Finance Minister Miftah Ismail on Sunday announced a series of measures to overcome anger among traders, especially those from Karachi, who have been calling for demonstrations to protest the imposition of a fixed tax in their electricity bills.
“The prime minister has called me and instructed me to ensure that small traders are completely satisfied with the new tax law. This I shall do tomorrow [Aug. 1]. In order to satisfy the small traders we will: A) Exempt shops with bills of less than 150 units from this tax. B) We will charge Rs. 3000 even to those shopkeepers who are not registered with FBR. C) The tax paid will be full and final. D) No tax notice will be issued to shops nor will FBR officers visit their shops,” he wrote in a post on Twitter.
The incumbent government had, in the federal budget for 2022-23, imposed a Rs. 3,000/month fixed tax on small traders through their electricity bills. As reiterated by Ismail on Sunday, the budget had noted that traders wouldn’t be questioned by any authorities after paying the tax. However, as recoveries commenced from the month of July, various trade bodies protested, threatening to shutter markets if the taxes were not withdrawn.
Addressing a press conference on Sunday afternoon, the finance minister said that while the tax would be waived on small shops consuming less than 150 units of electricity per month, it would continue to apply on all other businesses including industries, banks and big traders. He noted that the tax came to Rs. 36,000 annually—comprising income and general sales taxes—adding this was not a major demand from those earning Rs. 1.2 million.

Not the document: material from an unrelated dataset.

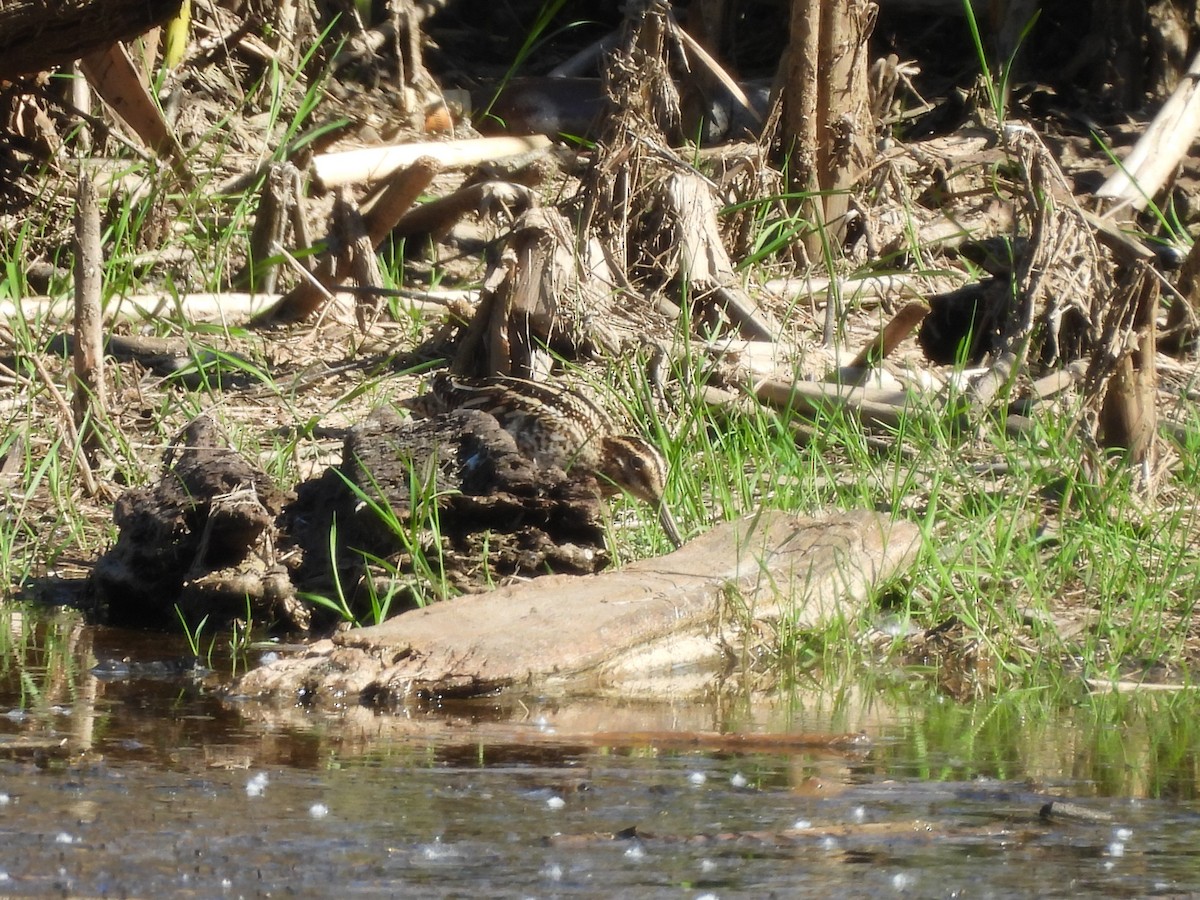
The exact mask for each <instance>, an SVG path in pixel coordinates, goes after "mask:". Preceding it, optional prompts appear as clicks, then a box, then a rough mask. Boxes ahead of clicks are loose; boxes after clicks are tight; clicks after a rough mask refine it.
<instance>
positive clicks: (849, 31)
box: [779, 0, 875, 259]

On export-oriented industries, Ismail said that any manufacturer who did not export at least 10 percent of their produced goods next year would have to pay an additional 10 percent tax. “The government cannot continue to run trade deficit like the $48 billion left by the previous government,” he said, adding the ruling coalition was working to fix the trade imbalance, having reduced imports from $7.7 billion in June to around $5 billion in July through an import ban and other measures. The ultimate aim, he said, was to reduce the current account deficit and transform it into surplus.
The finance minister regretted that he was “helpless” to control rampant inflation, stressing his hands were tied due to the country’s economic situation. “Controlling inflation and increasing economic growth should be the top priorities of any finance minister but I concede that both have not been my priority. My priority is to avoid default,” he said. “Let me save the boat first and then I will also serve food,” he added.
Nevertheless, he said, the government was working to reduce prices of essential commodities such as wheat, noting one million tons had been imported to achieve surplus. Similarly, he said, funds have been released for Utility Stores to sell flour at a subsidized rate of Rs. 40/kg, sugar at Rs. 70/kg and vegetable ghee and oil at Rs. 300/kg.
Criticizing the ousted PTI-led government for bringing the country to the brink of default, the minister said it hadn’t, during four years in power, even been able to match the tax-to-GDP ratio left behind by the PMLN government in 2018. “We had left it [tax-to-GDP ratio] at 11.3 percent and the PTI took it to 9 percent,” he said, noting this was despite former prime minister Imran Khan’s claims of having increased tax collection. He said Khan and his various finance ministers—Asad Umar, Hafeez Shaikh, Hammad Azhar, Shaukat Tarin—had operated fiscal deficits of 9.1%, 7.1%, 8.1% and 9.5% of GDP in the past four years despite a heavy burden of indirect taxation.
He also accused the PTI-led government of making “false statements” about reducing the circular debt, noting it had actually increased from Rs. 1.1 trillion in 2018 to Rs. 2.5 trillion in 2022, adding the former rulers had also left behind a circular debt of Rs. 1.4 trillion in the gas sector. “They did not work in any area, but kept appearing on media making false statements and now they question who is responsible for this?” he said.
Reiterating claims that pressure on the rupee against the U.S. dollar would ease within two weeks, Ismail said the national currency would regain its value as the current downward slide was linked to speculation and political uncertainty rather than economic fundamentals.
According to the minister, about $800 million paid by the State Bank for oil imports in June would reduce next month, which would reduce burden on the rupee. He said the Economic Coordination Committee had already approved the removal of a ban on most imports, except vehicles, mobile phones and home appliances, but stressed the cabinet had yet to ratify the decision. To a question, he said the government had fulfilled all except one prior conditions set by the IMF for the resumption of a suspended Extended Fund Facility, adding the remaining one would be delivered by Monday (today).